Arkenau helped a Jewish mother Käthe Leibel (who assumed the Sackarndt surname) and her son Joachim-Richard survive the Holocaust. Learning that Käthe and her son were ordered to go to a collection point, Arkenau found a place where she could safely stay with Christian families and provided ration cards and money for their survival. When they needed to move to another, safer area, he provided false identification and a place to stay in Halle. They survived through the end of the war. At Käthe's request, Richard was baptized. He helped Professor Alfred Menzel and Martin Thiele, a communist, survive the war.

Arkenau found homes for infants whose mothers had been put to death at the women's prison in Meusdorf. Arkenau, a chaplain at the prison, found families who were against fascism. He also helped working priests, and three or more daughters of captured French spies.

Arkenau, along with other clergymen, helped Jewish people and anti-fascists at their peril. The Nazis had developed campaigns to stifle religious groups and would follow, persecute, and imprison clergy in prisons or concentration camps. While some of the rescuers were interrogated and beaten, none of the Leipzig rescuers were arrested and they survived the war.

==After the war==
Ardnt co-founded the Christian Democratic Union of Germany (CDU). In 1947, he was Superior in Vechta. He was then a missionary and chaplain in Cologne. He was elected prior in 1962 and lived in Düsseldorf. He led retreats. He lived in a Dominican nursing home in Kirchherten in his later years.

Aurelius Arkenau died in the Kirchherten area of Bedburg on October 19, 1991, and he was buried in the southern cemetery in Düsseldorf.
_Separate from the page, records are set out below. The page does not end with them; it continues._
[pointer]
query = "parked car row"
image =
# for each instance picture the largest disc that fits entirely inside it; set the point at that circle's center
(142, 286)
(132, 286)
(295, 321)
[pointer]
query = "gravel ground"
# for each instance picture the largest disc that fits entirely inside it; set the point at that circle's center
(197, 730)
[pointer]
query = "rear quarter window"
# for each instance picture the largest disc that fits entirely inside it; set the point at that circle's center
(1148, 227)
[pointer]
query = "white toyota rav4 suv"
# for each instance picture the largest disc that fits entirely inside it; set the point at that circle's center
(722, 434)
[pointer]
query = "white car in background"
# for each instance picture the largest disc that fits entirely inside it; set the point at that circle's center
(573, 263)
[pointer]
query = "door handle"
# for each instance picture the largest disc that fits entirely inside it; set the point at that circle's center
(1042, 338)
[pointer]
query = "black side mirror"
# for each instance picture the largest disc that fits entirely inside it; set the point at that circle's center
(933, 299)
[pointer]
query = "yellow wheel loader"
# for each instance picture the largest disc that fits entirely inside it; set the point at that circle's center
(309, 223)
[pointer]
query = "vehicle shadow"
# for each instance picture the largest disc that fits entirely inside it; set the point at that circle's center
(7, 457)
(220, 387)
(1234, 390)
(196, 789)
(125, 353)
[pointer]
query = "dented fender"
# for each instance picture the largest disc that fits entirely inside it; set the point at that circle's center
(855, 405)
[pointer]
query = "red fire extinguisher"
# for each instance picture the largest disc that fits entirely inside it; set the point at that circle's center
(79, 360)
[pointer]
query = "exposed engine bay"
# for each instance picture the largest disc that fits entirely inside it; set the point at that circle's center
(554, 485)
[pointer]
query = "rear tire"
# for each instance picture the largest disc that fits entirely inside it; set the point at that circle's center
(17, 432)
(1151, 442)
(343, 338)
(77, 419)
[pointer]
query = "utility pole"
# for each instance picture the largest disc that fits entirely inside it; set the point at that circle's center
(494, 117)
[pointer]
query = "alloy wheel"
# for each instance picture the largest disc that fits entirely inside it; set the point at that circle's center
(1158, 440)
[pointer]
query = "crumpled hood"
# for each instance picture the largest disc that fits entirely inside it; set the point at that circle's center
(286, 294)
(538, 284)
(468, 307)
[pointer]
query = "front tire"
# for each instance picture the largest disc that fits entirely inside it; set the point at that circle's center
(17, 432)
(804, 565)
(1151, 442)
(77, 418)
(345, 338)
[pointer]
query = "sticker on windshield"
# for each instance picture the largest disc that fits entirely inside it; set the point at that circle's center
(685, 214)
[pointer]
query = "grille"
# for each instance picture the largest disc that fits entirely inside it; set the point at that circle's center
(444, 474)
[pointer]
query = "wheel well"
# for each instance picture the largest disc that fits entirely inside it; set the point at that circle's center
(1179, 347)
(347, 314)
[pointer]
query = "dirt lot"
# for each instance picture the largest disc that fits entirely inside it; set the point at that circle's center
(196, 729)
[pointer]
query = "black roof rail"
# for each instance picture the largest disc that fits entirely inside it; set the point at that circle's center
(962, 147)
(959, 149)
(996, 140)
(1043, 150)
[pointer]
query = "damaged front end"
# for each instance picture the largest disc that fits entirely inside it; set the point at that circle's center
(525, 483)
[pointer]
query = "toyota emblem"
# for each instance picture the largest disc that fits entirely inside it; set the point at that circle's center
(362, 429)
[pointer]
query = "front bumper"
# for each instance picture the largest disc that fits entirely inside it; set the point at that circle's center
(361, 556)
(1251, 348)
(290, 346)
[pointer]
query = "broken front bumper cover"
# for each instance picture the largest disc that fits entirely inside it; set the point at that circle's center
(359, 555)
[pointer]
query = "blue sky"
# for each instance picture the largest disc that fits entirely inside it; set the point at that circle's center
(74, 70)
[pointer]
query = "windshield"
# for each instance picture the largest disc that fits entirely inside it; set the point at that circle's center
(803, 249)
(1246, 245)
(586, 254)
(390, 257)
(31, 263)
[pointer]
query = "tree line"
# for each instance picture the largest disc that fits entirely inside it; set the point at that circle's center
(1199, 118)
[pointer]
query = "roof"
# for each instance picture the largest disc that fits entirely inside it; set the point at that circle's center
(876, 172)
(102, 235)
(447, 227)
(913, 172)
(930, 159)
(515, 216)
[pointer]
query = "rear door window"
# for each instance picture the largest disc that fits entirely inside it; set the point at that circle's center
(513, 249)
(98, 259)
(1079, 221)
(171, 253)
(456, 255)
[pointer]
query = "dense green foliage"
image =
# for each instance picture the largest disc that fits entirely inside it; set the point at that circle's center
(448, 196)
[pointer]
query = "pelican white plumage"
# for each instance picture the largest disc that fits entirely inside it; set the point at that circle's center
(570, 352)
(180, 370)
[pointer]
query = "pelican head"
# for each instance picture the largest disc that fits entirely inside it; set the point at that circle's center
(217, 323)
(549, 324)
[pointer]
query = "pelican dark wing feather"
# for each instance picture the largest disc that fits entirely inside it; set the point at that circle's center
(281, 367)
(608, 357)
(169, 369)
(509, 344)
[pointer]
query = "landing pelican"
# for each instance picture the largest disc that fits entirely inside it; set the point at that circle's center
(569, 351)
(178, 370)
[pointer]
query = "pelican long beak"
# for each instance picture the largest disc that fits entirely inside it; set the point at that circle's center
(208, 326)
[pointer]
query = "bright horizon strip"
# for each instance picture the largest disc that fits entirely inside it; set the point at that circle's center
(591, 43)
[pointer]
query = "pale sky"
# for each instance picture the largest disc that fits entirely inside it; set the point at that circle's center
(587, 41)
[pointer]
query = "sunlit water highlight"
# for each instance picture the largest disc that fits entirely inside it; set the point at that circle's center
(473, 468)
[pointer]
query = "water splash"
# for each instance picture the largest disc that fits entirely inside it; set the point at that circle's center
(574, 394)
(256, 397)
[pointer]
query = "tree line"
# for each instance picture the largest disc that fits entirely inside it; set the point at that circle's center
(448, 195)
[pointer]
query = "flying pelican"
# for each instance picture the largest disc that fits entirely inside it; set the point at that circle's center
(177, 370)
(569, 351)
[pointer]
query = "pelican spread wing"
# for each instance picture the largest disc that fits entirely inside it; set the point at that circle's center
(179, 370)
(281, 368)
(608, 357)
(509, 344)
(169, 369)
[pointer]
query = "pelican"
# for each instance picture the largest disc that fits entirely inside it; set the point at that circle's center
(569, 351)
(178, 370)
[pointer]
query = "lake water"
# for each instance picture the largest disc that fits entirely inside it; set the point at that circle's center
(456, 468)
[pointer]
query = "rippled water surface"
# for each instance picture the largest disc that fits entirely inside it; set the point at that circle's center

In 1998, a square in the Wahren district of Leipzig was named Pater-Aurelius-Platz after the priest. On October 27, 1998, he received the title Righteous Among the Nations and his name was placed on Yad Vashem's wall of honor in Jerusalem. During a ceremony on August 5, 1999, at Yad Vashem, Avi Primor, the Ambassador of the State of Israel, presented the medal and certificate to the prior of the monastery.